Evet her şeyin iki ciheti vardır. Bir ciheti Hakk'a bakar. Diğer ciheti de halka bakar. Halka bakan cihet, Hakk'a bakan cihete tenteneli bir perde veya şeffaf bir cam parçası gibi, altında Hakk'a bakan cihet-i isnadı gösterecek bir perde gibi olmalıdır.”[2]
İşte Peygamber Efendimiz(a.s.m)’e mana-yı harfiyle baktığımızda Rabbimizden getirdiği hakikatleri bize tebliğ eden, Rabbimizi bize tanıtan, sevdiren, marziyatını haber veren, azabıyla korkutan vb. zat olarak görürüz. Bu cihetle kâinatın yaratıcısının bizzat görevlendirdiği ve yaratmış olduğu mahlûkatı içerisindeki en kıymetli ve değerli zattır. İnsanı Rabbine ulaştıran en mükemmel rehberdir. Tabiri caizse Cenab-ı Hakk’ın talebesi, mahlûkatın hocasıdır. Her hali, her tavrı, her davranışı insana Rabbini anlatan birer tebliğcidir.

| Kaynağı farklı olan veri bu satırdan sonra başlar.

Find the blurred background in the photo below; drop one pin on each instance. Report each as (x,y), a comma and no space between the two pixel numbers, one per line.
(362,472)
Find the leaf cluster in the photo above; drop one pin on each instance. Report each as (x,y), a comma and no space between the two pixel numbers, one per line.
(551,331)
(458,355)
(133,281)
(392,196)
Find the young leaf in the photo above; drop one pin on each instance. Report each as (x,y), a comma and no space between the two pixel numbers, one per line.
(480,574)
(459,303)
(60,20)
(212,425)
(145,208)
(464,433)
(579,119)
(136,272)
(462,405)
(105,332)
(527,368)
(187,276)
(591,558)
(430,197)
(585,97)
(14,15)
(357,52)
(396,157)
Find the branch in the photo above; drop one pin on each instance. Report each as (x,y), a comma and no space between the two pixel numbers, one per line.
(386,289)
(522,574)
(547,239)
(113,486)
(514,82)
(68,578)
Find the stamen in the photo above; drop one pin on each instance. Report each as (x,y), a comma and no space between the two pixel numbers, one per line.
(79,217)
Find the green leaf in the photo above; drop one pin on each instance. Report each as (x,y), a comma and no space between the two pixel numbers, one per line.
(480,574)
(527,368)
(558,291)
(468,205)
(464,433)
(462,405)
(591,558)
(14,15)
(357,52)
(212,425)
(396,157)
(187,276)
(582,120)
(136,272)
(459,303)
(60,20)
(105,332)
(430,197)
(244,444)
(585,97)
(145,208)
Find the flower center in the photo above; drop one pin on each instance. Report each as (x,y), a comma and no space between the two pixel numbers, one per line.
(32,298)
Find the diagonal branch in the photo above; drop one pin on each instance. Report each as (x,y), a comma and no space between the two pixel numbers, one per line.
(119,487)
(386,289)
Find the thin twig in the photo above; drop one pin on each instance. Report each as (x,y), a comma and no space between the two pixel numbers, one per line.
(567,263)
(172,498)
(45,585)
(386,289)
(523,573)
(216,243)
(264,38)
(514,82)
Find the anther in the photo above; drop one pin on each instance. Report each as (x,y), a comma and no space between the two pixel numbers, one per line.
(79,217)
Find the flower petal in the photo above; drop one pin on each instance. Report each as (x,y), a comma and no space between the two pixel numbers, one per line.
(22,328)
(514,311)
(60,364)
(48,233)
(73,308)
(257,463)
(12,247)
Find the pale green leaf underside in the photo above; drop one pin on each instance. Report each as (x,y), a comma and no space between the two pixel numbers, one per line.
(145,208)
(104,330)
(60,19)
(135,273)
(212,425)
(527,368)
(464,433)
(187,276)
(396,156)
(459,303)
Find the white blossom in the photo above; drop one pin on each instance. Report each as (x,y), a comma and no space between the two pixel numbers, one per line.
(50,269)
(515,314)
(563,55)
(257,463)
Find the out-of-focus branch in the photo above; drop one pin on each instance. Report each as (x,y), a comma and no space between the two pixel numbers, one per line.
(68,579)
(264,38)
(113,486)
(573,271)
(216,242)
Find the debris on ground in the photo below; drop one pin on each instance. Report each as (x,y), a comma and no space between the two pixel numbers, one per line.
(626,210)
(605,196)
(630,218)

Ancak Peygamber Efendimiz(a.s.m)’e mana-yı ismiyle bakmak; şarkiyatçıların ve bazı dinsizlerin dedikleri gibi güzel ahlaklı, zeki, akıllı vb. bazı vasıflarla ancak vasıflandırmak olur ki, buda O Zat(a.s.m)’ın kıymetini yüzden belki binden bire düşürmektir.
Aynen bunlar gibi Peygamber Efendimiz(a.s.m)’in sünneti seniyesine de mana-yı harfiyle bakmak mümkündür. Bu konuda Üstad Bediüzzaman şöyle buyurmaktadır.
Doğrudan doğruya Sünnete ittiba etmek, Resul-i Ekrem Aleyhissalâtü Vesselâm'ı hatıra getiriyor. O ihtardan o hatıra, bir huzur-u İlahî hatırasına inkılab eder. Hattâ en küçük bir muamelede, hattâ yemek, içmek ve yatmak âdâbında Sünnet-i Seniyeyi müraat ettiği dakikada, o âdi muamele ve o fıtrî amel, sevablı bir ibadet ve şer'î bir hareket oluyor. Çünki o âdi hareketiyle Resul-i Ekrem Aleyhissalâtü Vesselâm'a ittibaını düşünüyor ve şeriatın bir edebi olduğunu tasavvur eder ve şeriat sahibi o olduğu hatırına gelir. Ve ondan şâri-i hakikî olan Cenab-ı Hakk'a kalbi müteveccih olur, bir nevi huzur ve ibadet kazanır.
İşte bu sırra binaen Sünnet-i Seniyeye ittibaı kendine âdet eden, âdâtını ibadete çevirir, bütün ömrünü semeredar ve sevabdar yapabilir.[3]